В. Ф. поднимает обе руки, изображая беспомощность.

— Я не пророк… Будущая Россия представляется мне страною деятельной, мускулистой, несколько американского типа, и очень религиозной — но уже не в американском духе. В общем, ощущение мое скорее оптимистическое… скромно-оптимистическое. А вот в чем я категорически уверен — так это в том, что эстетизм вовсе исчезнет, ему места не будет — так же, как всяким половым вопросам. И то, и другое появляется при гниении общества, в упадочные эпохи. Надо думать, что будущим русским людям некогда будет этим заниматься. Жизненная, здоровая стихия поглотит и то, и другое.

Я пытаюсь уточнить свой вопрос: русская поэзия рисуется мне в гоголевском определении — происшедшей от восторга.

— Конечно, поэзия и есть восторг, — подтверждает В. Ф. — Верится, что восторг никогда не иссякнет. Здесь же у нас восторга мало, потому что нет действия. Молодая эмигрантская поэзия все жалуется на скуку — это потому, что она не дома, живет в чужом месте и отчасти как бы в чужом времени.

В разговоре каждый проводит свою линию, и я требую, по гоголевскому словарю: — Что же может стать «предметом» русской поэзии? Не считаете ли вы, что после символизма стало дозволено говорить простым языком о[б] иных реальностях? То есть, не стоим ли мы перед новым духовным реализмом?

В. Ф. отвечает:

— Символизм и есть истинный реализм. И Андрей Белый, и Блок говорили о ведомой им стихии. Несомненно, если мы сегодня научились говорить о нереальных реальностях, самых реальных в действительности, то благодаря символистам.

В. Ф. склоняется и ловит черного котенка с зеленым галстуком («с бантиком» сказать нельзя: вас поправят — он мальчик и бантиков не носит). Смотрит на него с большим одобрением.

— Мой не хуже, чем у Куприна… Вы того хвалили… Правда, мой еще начинающий, но перед ним будущность.

Я вижу, ему хочется, чтобы я согласилась, что кот неслыханно хорош…

Возрождение. 1931, 22 января

Дмитрий Мережковский [2]В. Ф. Ходасевич

«Последний же враг истребится — смерть». Если бы этого обещания не было, то как могли бы люди жить в тесноте смерти?
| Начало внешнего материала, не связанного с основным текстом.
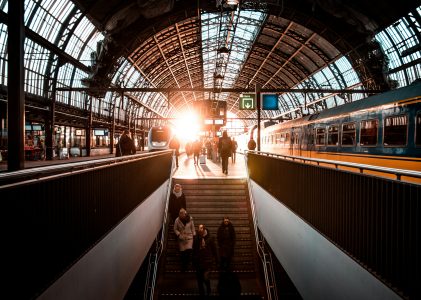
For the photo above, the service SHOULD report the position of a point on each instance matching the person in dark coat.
(177, 201)
(204, 256)
(126, 144)
(175, 145)
(226, 242)
(184, 230)
(225, 150)
(251, 145)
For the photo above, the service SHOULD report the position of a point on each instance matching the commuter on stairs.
(226, 242)
(177, 201)
(185, 232)
(126, 144)
(175, 145)
(204, 256)
(224, 147)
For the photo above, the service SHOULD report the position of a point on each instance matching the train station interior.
(320, 102)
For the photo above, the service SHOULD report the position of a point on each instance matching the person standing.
(234, 147)
(175, 145)
(251, 144)
(126, 144)
(185, 232)
(177, 201)
(204, 256)
(197, 147)
(226, 242)
(225, 151)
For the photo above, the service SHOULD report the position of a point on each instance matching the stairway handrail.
(265, 256)
(159, 245)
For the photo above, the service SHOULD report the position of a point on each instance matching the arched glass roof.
(63, 48)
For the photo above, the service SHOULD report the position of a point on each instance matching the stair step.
(216, 198)
(210, 181)
(207, 202)
(189, 187)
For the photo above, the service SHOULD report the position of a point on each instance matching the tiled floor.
(187, 168)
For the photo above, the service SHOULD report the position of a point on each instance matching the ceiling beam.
(222, 90)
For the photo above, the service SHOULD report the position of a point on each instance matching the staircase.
(208, 200)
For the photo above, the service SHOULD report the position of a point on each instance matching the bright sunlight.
(187, 126)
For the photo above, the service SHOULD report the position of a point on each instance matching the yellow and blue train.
(380, 130)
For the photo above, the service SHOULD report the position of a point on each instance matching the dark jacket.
(176, 204)
(175, 144)
(204, 257)
(126, 145)
(226, 239)
(251, 145)
(225, 147)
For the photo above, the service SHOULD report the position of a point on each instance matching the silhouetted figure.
(175, 145)
(197, 147)
(251, 144)
(185, 232)
(225, 150)
(177, 201)
(204, 256)
(234, 150)
(226, 242)
(126, 144)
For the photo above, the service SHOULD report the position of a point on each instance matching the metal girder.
(47, 45)
(221, 90)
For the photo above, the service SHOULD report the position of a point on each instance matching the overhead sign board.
(270, 102)
(248, 101)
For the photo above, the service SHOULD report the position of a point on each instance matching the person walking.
(177, 201)
(185, 232)
(126, 144)
(234, 147)
(226, 242)
(225, 151)
(204, 256)
(197, 147)
(175, 145)
(251, 144)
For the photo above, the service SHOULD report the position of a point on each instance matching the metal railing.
(399, 173)
(265, 256)
(159, 245)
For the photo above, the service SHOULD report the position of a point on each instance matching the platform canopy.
(322, 48)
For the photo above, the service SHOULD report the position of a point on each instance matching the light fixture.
(218, 79)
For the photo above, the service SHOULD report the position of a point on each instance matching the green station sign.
(248, 101)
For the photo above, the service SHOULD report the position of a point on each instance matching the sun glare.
(187, 126)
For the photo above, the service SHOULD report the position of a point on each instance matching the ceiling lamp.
(223, 50)
(218, 79)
И как могла бы первая весть о смерти человека, чьи глаза мы помним, чей голос мы слышали, казаться чем-то невероятным, невозможным, противоестественным?
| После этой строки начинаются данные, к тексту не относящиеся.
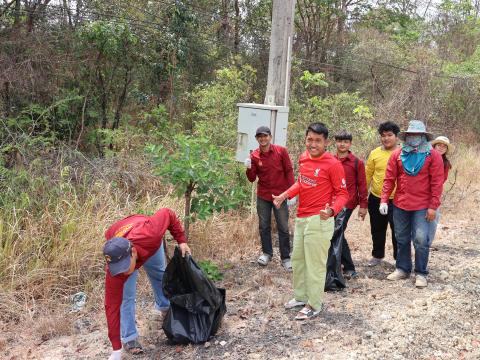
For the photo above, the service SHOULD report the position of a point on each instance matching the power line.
(376, 62)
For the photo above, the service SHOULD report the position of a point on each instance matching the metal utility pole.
(281, 39)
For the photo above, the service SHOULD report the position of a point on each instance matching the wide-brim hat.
(263, 130)
(416, 127)
(117, 253)
(444, 140)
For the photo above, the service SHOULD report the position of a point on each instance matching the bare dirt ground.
(371, 319)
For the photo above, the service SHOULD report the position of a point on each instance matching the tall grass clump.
(54, 211)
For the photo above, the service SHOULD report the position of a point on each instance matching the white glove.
(116, 355)
(292, 202)
(383, 208)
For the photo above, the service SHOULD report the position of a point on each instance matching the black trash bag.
(197, 306)
(334, 280)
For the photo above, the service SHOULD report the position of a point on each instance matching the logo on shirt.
(307, 180)
(123, 230)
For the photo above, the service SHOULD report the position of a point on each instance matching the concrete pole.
(281, 39)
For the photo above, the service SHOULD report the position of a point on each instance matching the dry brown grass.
(48, 258)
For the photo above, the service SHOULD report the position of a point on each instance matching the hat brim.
(401, 135)
(120, 266)
(450, 147)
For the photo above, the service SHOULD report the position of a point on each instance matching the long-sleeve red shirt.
(354, 169)
(145, 233)
(274, 171)
(321, 181)
(418, 192)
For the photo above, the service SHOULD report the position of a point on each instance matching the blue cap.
(118, 253)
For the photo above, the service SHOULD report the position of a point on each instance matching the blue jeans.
(411, 226)
(154, 267)
(264, 211)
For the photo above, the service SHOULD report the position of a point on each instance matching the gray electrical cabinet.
(250, 117)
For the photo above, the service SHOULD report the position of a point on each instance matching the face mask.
(413, 140)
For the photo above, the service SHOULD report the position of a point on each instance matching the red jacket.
(320, 181)
(418, 192)
(274, 171)
(354, 169)
(145, 233)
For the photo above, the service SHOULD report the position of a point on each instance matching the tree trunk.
(17, 13)
(236, 40)
(121, 100)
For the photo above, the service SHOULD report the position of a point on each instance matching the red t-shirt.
(354, 169)
(321, 181)
(145, 233)
(418, 192)
(274, 171)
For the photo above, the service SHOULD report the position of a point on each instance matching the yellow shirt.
(375, 170)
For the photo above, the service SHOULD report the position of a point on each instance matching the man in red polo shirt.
(357, 190)
(272, 166)
(417, 171)
(131, 243)
(322, 192)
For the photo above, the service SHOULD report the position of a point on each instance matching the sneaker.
(420, 281)
(264, 259)
(160, 314)
(307, 313)
(293, 304)
(397, 275)
(374, 261)
(287, 264)
(133, 347)
(350, 274)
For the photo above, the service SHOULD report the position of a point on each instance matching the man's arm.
(252, 171)
(291, 192)
(436, 180)
(390, 179)
(337, 178)
(113, 301)
(369, 170)
(362, 185)
(288, 168)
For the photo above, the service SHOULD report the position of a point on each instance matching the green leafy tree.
(201, 174)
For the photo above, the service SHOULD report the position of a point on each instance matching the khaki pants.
(309, 258)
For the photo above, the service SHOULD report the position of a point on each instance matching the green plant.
(211, 270)
(201, 173)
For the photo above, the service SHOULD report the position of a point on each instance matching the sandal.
(307, 313)
(133, 347)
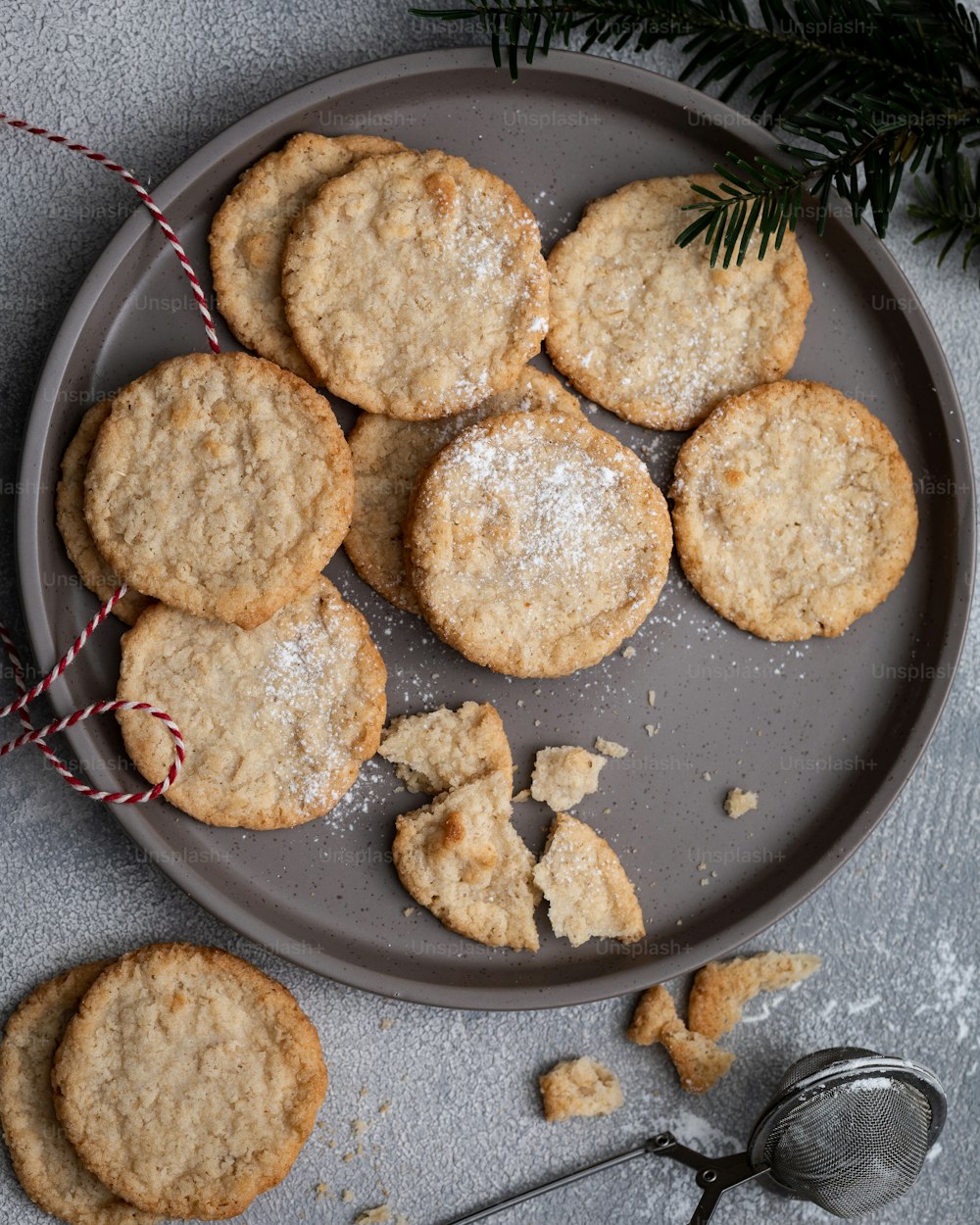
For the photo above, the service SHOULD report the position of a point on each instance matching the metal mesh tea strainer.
(847, 1130)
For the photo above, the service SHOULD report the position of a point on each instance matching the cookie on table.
(220, 484)
(586, 886)
(189, 1081)
(700, 1062)
(564, 775)
(650, 329)
(249, 234)
(655, 1009)
(388, 455)
(579, 1089)
(721, 989)
(537, 543)
(415, 284)
(462, 858)
(82, 552)
(794, 513)
(45, 1164)
(275, 720)
(440, 750)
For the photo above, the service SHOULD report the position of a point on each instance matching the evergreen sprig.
(863, 91)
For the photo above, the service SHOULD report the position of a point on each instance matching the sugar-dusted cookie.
(586, 886)
(220, 484)
(249, 234)
(47, 1165)
(462, 858)
(388, 455)
(537, 543)
(415, 284)
(440, 750)
(189, 1081)
(794, 511)
(650, 329)
(277, 720)
(93, 569)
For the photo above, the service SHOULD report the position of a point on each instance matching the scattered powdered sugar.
(304, 686)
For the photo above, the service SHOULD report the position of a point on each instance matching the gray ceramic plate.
(826, 733)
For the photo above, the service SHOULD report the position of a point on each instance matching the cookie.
(275, 720)
(415, 284)
(537, 543)
(249, 234)
(700, 1062)
(94, 572)
(650, 329)
(579, 1089)
(189, 1081)
(388, 455)
(441, 750)
(462, 858)
(564, 775)
(721, 989)
(655, 1009)
(45, 1164)
(794, 511)
(586, 886)
(220, 484)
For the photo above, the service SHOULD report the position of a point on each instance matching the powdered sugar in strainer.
(847, 1130)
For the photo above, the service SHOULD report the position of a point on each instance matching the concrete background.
(150, 83)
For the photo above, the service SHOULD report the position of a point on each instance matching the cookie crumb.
(738, 803)
(378, 1215)
(579, 1089)
(564, 775)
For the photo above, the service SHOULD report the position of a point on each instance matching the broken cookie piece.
(579, 1089)
(440, 750)
(655, 1010)
(564, 775)
(699, 1061)
(721, 989)
(586, 886)
(738, 803)
(461, 858)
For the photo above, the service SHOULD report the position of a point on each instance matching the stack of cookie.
(473, 489)
(177, 1082)
(413, 285)
(220, 485)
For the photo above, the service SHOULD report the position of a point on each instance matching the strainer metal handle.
(714, 1176)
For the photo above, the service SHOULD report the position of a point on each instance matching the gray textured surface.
(897, 925)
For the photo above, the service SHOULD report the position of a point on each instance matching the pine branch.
(951, 207)
(866, 88)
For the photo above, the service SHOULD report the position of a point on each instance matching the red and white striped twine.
(24, 697)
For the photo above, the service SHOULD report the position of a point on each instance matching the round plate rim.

Мы знали, что Ходасевич отчаянно болен; близкие давно не надеялись на его выздоровление. Но к смерти человека нельзя подготовиться, сколько бы мы ее не ожидали.

Взволнованный голос из редакции — просьба написать несколько строк… Это почти невозможно для меня, — до такой степени смерть еще вчера, еще сегодня живого человека кажется несовместимой с жалким «житейским делом», как газетный некролог. Между тем, что чувствуешь при первой вести о смерти, и тем, что можно сказать в жалких газетных строках, — несоизмеримость почти кощунственная. К смерти человека надо привыкнуть, только тогда о нем можно будет «вспоминать». Я не могу еще сказать о Ходасевиче: был; мне хочется сказать: есть. Это человек своеобразно талантливый, замечательный не только как поэт, но и как человек. Чего стоит одна его бесконечная любовь к Пушкину и непрерывная, неутомимая над ним работа! А работал он безмерно много. Кажется, от непосильной работы и умер — надорвался. Вот строки из его последнего письма за несколько дней до переезда в клинику:

«Живется мене плохо: свалился от непосильной работы. Двенадцать лет без единой недели отдыха…» И далее после перечисления всяких невзгод:

«Но есть у меня и великое утешение: худо ли, хорошо ли, я пишу, что хочу и о чем хочу, не насилуя совести, не подхалимствуя, не выполняя социального заказа, который здесь, может быть, хуже тамошнего»…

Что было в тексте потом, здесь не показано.